Ken Follett, per citarne uno, e…
Tutti, studio la scrittura di qualunque libro mi capiti sotto mano, eccellente o pessimo che sia. Ma dovrei dire: “Analizzo qualsiasi scritta io veda”. Un cartello in posta, l’etichetta della marmellata, uno slogan pubblicitario. Mi domando come l’avrei scritto io. Nei romanzi cerco di capire in che modo l’autore struttura la frase, come ricerca le parole, il suo modo di interpretare la tensione, se e come usa le subordinate. Raramente sono interessato alla trama di per sé.

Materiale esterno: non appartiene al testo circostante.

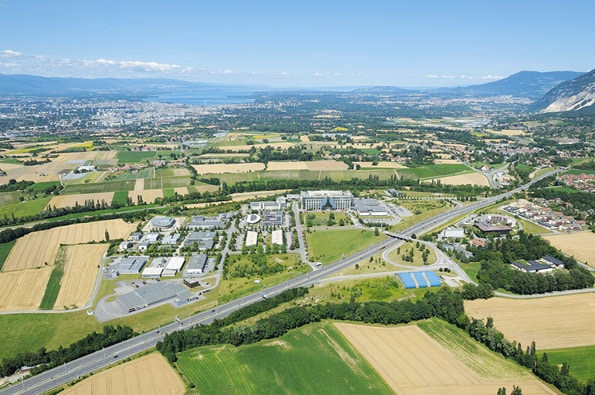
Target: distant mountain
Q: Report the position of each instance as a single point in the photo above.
(20, 84)
(529, 84)
(574, 95)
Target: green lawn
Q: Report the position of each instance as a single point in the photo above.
(4, 251)
(328, 246)
(580, 359)
(315, 359)
(23, 209)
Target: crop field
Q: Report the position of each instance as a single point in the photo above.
(579, 244)
(147, 195)
(74, 200)
(552, 322)
(328, 246)
(23, 289)
(314, 359)
(150, 374)
(465, 179)
(220, 168)
(412, 362)
(24, 209)
(81, 268)
(433, 171)
(40, 248)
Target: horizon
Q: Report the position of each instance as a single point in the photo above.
(310, 45)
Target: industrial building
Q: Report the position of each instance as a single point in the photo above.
(322, 200)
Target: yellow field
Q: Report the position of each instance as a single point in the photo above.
(23, 289)
(464, 179)
(552, 322)
(39, 249)
(147, 375)
(148, 195)
(72, 200)
(221, 168)
(313, 165)
(383, 165)
(80, 273)
(579, 244)
(411, 362)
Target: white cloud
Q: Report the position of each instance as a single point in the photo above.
(8, 53)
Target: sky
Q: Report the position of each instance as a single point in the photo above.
(415, 43)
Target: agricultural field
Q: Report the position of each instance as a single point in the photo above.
(314, 359)
(465, 179)
(150, 374)
(220, 168)
(80, 200)
(81, 268)
(39, 249)
(552, 322)
(579, 244)
(23, 289)
(411, 361)
(328, 246)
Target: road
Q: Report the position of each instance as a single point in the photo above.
(100, 359)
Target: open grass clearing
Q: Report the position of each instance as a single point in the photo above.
(312, 359)
(552, 322)
(579, 245)
(149, 374)
(328, 246)
(414, 362)
(580, 359)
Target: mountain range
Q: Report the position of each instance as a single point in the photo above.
(551, 91)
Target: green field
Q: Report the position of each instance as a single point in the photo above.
(432, 171)
(328, 246)
(4, 251)
(53, 287)
(24, 209)
(314, 359)
(580, 359)
(135, 156)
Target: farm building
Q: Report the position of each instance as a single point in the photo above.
(196, 265)
(130, 265)
(251, 238)
(321, 200)
(277, 237)
(163, 222)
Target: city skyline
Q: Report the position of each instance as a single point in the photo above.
(327, 44)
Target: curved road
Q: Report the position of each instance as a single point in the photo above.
(116, 353)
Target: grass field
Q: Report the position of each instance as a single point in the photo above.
(314, 359)
(24, 209)
(328, 246)
(436, 358)
(53, 286)
(4, 251)
(580, 359)
(150, 374)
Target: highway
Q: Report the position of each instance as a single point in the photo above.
(100, 359)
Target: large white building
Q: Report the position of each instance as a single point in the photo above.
(321, 200)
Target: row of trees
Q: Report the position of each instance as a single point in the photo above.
(44, 360)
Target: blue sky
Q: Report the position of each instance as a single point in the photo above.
(298, 43)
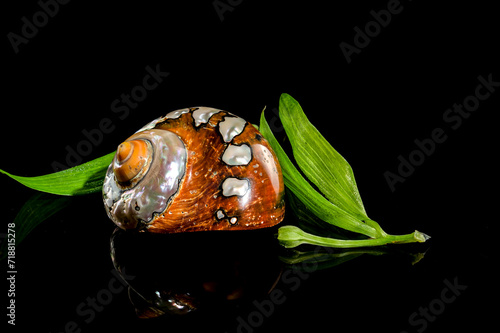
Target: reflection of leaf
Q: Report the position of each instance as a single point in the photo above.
(82, 179)
(37, 209)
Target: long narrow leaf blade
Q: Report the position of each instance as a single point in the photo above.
(316, 202)
(318, 160)
(82, 179)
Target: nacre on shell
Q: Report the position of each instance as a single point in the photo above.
(195, 169)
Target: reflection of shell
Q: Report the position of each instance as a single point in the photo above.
(195, 169)
(217, 273)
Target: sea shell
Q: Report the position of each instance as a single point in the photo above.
(195, 169)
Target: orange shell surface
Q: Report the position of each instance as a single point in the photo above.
(199, 203)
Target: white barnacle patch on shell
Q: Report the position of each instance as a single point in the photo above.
(128, 207)
(202, 115)
(237, 155)
(231, 127)
(220, 214)
(177, 113)
(235, 186)
(170, 115)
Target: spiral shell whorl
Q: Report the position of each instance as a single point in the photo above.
(157, 161)
(130, 159)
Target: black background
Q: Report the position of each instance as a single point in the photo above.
(396, 90)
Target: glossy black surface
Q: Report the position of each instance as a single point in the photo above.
(63, 85)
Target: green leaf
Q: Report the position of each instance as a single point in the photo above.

É la scrittura che mi attrae, la sua magia.
Credo che il vero miracolo operato da un buon libro non risieda in ciò che viene palesato, ma piuttosto nelle suggestioni che il testo stimola nel lettore. Dolcezza e fascino, ma anche brutalità e consapevolezza. È l’intera giostra delle emozioni che si trasformano in sentimenti. Uno specchio nel quale il lettore si riflette senza pregiudizi. E una finestra aperta sul mondo, perché la lettura è sempre un’esperienza di crescita collettiva.
Prima di consegnare in redazione questa intervista, rileggo le risposte di Roberto Carboni e mi accorgo, una volta di più, di quanto rara sia la sua capacità di incatenare il lettore con le parole, in un romanzo o durante una presentazione. Questo, credo, è il più sincero ringraziamento che gli posso rivolgere.
ROBERTO CARBONI, classe 1968, è nato a Bologna e vive sulle colline di Sasso Marconi. È autore di numerosi romanzi e docente di scrittura creativa a tempo pieno. Nel 2015 è stato premiato con il Nettuno d’Oro (in precedenza attribuito, tra gli altri, a Lucio Dalla e Carlo Lucarelli), nel 2016 con il premio speciale Fondazione Marconi Radio Days (premiati in precedenza Enzo Biagi, Lilli Gruber). Nel 2017 ha vinto il Garfagnana in Giallo, nella sezione Romanzi Editi Classic. Nel 2018 è stato vincitore del SalerNoir Festival di Salerno. Con la Newton Compton ha pubblicato con successo Il giallo di Villa Nebbia. Il suo sito è robertocarboni.com.